Outside the body, a battery patch provides the 100 milliwatts of power that the device requires by wireless inductive charging through the skin.(See: How wireless charging works.) Each sensor is coated with an enzyme that reacts with blood-borne chemicals to generate a detectable signal. For patient monitoring, a device like this would quickly become indispensable once introduced. In cancer treatment for example, exact dosing is critical. Numerous blood tests are often required to calibrate the treatment according the to the patient’s particular ability to break down and excrete the drug. Often these parameters change when the disease, or the therapy, directly affects the organs involved in these processes — typically this would mean the liver and the kidneys.
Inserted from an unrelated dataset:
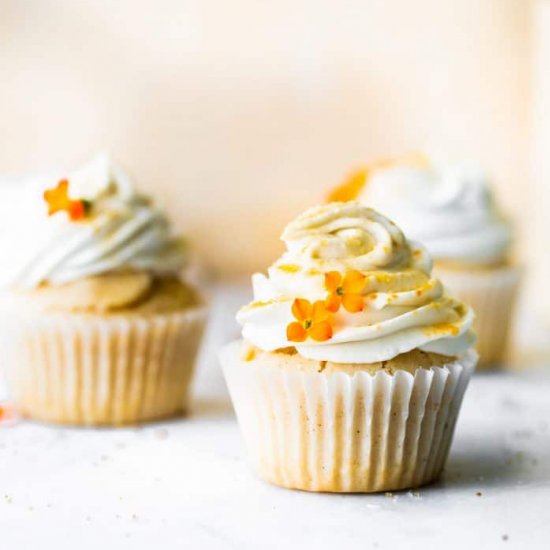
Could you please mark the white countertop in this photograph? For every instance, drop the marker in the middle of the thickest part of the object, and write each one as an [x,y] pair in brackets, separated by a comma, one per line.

Often in the hours before a heart attack, fatigued or oxygen-starved muscle begins to break down, and fragments of a heart-specific smooth muscle protein, the troponin mentioned above, are dumped into the blood. If this can be detected before disruption of the heart rhythm, or the actual attack, lifesaving preemptive treatment can be initiated sooner. To be fail-safe, this depends on the patient having access to their data. Dependence on the integrity of multiple weak links to the cloud, to the doctor, and back again — as is often the prescribed future care scenario — are unacceptable, particularly when heart attacks might be counted on to occur precisely at those times when those links may not be there. Assuming the battles for patient rights will be won sooner rather than later, the next important choice would be getting the proper ringtone when that fateful troponin call comes. A standard ringtone with universal appeal would let bystanders know what was going on and assistance could, at least in theory, be had.